Kendall Jenner dresses #NormCore. The trend celebrates being ordinary and relaxed. (SHUTTERSTOCK)
Kendall Jenner dresses #NormCore. The trend celebrates being ordinary and relaxed. (SHUTTERSTOCK)

At work, someone’s smashing sales. Friends are out-earning, out-yoga-ing, out-dating you. It’s like school all over again. Being average feels like being an embarrassing failure.

Science is now backing what we, sprawled on the sofa doomscrolling at 2am, have long suspected: Being average is absolutely fine. It might actually be amazing. Hear us out.

The Danish concept of hygge is about finding joy in ordinary experiences. (SHUTTERSTOCK)
The Danish concept of hygge is about finding joy in ordinary experiences. (SHUTTERSTOCK)

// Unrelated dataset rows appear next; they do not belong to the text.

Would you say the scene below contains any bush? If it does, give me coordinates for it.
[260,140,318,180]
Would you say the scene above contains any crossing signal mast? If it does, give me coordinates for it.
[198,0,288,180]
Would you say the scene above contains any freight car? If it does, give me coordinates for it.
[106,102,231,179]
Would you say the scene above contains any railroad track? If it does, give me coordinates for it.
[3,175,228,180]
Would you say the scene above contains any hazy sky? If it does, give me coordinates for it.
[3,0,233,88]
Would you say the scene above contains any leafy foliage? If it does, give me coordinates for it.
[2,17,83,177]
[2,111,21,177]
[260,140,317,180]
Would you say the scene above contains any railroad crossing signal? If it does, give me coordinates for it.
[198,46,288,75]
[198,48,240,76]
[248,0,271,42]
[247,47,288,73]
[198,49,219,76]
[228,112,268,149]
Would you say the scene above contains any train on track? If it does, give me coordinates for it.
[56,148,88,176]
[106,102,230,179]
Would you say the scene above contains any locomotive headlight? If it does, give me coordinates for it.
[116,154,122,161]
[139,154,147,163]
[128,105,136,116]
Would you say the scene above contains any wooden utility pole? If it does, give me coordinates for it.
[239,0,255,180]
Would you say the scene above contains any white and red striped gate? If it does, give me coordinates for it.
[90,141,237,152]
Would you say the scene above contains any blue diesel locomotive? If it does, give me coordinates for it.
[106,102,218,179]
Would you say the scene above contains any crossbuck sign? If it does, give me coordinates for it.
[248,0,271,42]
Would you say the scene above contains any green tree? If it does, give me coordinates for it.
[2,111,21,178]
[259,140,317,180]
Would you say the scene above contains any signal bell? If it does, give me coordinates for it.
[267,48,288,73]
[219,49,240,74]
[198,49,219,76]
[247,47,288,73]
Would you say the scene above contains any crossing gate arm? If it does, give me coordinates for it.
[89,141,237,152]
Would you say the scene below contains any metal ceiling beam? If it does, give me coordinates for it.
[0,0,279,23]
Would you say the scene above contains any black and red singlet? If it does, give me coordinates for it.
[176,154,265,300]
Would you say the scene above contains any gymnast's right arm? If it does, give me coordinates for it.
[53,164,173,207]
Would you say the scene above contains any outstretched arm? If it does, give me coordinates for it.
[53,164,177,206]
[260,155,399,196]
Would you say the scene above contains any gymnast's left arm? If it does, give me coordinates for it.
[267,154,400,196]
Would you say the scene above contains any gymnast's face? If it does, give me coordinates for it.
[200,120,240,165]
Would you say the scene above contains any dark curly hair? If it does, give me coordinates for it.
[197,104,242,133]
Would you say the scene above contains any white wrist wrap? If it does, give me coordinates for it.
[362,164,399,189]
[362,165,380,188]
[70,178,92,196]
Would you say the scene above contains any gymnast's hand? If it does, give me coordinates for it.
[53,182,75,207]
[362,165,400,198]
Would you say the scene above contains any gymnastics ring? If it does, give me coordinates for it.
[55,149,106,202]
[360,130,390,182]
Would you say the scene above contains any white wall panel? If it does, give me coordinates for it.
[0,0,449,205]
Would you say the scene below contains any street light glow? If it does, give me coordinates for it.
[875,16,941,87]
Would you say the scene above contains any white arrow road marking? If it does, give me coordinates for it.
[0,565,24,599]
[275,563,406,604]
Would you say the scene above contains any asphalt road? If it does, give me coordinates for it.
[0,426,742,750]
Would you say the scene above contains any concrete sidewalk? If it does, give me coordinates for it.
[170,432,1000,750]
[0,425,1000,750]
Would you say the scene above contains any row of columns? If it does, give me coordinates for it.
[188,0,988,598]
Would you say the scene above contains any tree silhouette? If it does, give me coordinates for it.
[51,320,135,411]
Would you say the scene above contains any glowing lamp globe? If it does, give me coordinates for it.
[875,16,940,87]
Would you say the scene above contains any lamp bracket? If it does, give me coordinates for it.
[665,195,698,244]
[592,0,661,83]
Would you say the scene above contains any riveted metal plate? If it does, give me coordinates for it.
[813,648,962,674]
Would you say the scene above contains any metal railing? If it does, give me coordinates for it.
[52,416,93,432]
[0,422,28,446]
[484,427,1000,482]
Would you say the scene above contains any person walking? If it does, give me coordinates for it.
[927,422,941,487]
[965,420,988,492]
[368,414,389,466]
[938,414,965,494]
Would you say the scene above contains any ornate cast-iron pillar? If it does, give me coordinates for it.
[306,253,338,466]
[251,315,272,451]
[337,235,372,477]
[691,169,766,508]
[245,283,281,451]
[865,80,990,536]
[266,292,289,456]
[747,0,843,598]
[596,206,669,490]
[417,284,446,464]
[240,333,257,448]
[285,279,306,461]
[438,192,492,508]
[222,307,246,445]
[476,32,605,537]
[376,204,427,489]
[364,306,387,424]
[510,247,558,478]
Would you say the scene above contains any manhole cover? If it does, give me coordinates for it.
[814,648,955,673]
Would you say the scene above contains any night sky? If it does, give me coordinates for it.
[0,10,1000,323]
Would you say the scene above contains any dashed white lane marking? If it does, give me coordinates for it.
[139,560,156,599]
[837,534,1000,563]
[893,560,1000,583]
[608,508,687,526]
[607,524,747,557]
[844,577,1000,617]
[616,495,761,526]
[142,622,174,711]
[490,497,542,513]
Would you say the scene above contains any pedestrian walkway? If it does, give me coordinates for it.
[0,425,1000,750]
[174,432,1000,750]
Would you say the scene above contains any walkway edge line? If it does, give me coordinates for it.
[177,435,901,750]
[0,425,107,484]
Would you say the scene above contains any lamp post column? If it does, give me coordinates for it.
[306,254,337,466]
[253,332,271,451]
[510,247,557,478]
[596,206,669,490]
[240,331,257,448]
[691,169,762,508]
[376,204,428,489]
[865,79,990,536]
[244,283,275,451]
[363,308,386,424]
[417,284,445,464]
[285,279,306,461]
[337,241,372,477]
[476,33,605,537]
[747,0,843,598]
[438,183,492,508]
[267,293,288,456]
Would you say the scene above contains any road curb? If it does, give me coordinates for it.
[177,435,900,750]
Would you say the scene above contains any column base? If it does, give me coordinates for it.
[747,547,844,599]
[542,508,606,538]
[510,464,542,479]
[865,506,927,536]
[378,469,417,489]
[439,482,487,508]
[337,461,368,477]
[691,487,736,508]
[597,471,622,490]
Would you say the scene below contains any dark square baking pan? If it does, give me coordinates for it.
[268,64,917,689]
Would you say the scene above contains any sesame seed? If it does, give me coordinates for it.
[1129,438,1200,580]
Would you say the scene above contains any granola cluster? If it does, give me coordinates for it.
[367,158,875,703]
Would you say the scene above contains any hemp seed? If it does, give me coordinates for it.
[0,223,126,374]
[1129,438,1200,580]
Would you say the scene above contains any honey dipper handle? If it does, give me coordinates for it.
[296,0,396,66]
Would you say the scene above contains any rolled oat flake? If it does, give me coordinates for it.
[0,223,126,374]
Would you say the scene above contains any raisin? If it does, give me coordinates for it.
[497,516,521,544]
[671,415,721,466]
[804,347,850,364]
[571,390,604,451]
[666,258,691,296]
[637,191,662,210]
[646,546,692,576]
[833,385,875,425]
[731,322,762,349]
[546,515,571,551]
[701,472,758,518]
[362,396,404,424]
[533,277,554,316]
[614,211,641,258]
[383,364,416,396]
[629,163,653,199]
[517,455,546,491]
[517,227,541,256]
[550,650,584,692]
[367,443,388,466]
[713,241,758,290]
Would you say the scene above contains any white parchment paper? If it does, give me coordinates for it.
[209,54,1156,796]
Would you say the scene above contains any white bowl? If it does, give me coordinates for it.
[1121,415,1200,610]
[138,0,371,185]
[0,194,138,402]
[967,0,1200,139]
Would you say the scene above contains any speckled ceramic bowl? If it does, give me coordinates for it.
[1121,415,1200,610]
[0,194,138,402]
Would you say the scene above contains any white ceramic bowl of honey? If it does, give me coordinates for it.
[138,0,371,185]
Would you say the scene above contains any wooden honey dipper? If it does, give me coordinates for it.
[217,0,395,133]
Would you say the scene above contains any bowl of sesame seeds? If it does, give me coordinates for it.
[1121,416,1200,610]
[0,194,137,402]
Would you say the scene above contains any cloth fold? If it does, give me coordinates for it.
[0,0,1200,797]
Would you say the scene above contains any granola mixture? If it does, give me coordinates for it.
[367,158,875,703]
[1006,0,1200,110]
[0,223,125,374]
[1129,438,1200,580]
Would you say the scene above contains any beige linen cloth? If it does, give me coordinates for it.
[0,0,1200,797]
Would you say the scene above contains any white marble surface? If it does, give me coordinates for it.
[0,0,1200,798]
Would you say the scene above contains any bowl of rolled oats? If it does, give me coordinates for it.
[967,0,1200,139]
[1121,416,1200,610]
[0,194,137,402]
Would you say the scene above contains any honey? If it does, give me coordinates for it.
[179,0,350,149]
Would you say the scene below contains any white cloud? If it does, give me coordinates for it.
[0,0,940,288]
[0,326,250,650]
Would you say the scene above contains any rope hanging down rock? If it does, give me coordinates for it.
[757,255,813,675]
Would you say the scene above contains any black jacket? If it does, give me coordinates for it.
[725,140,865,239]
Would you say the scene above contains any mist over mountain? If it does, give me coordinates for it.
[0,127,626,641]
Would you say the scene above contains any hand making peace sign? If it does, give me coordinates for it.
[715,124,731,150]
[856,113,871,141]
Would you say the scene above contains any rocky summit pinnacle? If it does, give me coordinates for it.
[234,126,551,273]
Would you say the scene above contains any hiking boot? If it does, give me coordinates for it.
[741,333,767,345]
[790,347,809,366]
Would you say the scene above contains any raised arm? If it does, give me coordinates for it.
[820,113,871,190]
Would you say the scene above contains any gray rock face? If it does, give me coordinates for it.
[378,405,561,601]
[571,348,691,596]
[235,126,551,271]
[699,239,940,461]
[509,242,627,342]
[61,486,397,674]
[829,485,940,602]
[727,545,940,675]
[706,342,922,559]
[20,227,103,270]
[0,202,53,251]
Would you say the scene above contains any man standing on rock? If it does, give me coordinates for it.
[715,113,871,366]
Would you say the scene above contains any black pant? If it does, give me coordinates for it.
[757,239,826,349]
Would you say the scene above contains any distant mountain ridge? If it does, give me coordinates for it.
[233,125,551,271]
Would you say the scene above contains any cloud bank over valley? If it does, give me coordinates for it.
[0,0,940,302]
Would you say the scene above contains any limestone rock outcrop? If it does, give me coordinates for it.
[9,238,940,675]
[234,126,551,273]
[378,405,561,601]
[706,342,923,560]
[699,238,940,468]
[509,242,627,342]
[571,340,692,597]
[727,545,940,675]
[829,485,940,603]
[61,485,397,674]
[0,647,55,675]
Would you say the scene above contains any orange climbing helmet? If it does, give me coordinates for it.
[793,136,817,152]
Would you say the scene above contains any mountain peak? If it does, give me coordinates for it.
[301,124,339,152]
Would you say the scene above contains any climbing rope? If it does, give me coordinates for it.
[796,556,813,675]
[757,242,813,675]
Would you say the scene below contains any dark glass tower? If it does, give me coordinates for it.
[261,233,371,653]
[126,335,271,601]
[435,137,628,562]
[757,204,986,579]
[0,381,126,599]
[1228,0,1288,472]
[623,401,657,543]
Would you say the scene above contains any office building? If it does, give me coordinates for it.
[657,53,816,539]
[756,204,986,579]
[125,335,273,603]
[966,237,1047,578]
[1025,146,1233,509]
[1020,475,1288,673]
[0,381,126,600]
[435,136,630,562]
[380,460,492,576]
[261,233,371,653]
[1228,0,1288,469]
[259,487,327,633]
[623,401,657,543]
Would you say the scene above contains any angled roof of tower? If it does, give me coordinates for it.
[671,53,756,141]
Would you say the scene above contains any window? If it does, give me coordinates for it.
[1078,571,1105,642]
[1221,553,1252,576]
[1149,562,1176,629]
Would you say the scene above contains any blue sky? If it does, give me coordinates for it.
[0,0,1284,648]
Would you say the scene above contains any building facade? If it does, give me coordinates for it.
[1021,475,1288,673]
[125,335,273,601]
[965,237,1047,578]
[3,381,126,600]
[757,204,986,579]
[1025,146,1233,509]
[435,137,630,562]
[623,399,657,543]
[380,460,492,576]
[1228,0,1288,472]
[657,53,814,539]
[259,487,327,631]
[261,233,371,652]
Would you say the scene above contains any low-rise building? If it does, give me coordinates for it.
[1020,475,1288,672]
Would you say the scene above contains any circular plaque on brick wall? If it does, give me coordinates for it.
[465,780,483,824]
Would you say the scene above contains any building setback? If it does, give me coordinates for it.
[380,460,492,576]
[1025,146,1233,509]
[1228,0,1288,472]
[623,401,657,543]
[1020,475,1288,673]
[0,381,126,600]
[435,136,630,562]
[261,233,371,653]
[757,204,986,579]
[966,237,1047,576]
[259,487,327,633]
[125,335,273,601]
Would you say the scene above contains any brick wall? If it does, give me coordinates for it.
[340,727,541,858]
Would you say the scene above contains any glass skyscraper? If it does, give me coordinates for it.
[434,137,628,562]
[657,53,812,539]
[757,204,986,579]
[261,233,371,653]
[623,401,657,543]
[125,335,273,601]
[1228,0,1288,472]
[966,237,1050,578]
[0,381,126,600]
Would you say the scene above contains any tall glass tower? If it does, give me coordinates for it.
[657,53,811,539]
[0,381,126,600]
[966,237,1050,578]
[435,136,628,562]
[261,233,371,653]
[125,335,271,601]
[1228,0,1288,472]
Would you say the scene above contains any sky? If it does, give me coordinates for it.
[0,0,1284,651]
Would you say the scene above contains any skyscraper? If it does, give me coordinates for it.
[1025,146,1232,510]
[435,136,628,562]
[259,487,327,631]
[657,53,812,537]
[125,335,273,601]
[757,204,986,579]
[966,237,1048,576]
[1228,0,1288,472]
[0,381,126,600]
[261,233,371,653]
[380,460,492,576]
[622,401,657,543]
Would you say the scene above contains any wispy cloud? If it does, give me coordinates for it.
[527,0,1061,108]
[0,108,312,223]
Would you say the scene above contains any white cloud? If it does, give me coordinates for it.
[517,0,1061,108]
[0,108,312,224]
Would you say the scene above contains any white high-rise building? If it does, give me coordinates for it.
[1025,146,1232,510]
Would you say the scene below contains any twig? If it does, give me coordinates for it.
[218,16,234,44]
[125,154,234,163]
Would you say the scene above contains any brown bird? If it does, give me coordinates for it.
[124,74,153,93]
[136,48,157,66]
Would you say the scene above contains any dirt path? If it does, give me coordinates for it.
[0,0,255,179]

Most people are average. Roughly 65% of people fall in the average range for intelligence, creativity, happiness and memory, says organisational psychologist Tomas Chamorro-Premuzic in a 2017 column titled, The Upsides Of Being Average, in Psychology Today. So, you’re not broken. And there’s a good chance those perfect-looking folks on Insta are actually average too.

Perfectionism is a scam. Long-term research shows that perfectionism doesn’t necessarily lead to better grades, fatter paychecks or happier lives. What it does fuel is anxiety, fear of failure, and the inability to enjoy small wins. Worse, it’s often linked to narcissism. Remember American Psycho’s Patrick Bateman? Peak perfection. Also, a serial killer. Thomas Curran, in his 2023 book The Perfection Trap, says that today’s pressure to be exceptional all the time is messing us up. Society demands we excel in everything – studies, work, relationships, looks, even cooking dinner for one. Trying to high-score everything brings on depression, anxiety, loneliness, low self-esteem, eating disorders and burnout.

In American Psycho, Patrick Bateman’s perfectionist streak was a cover for his insecurities.
In American Psycho, Patrick Bateman’s perfectionist streak was a cover for his insecurities.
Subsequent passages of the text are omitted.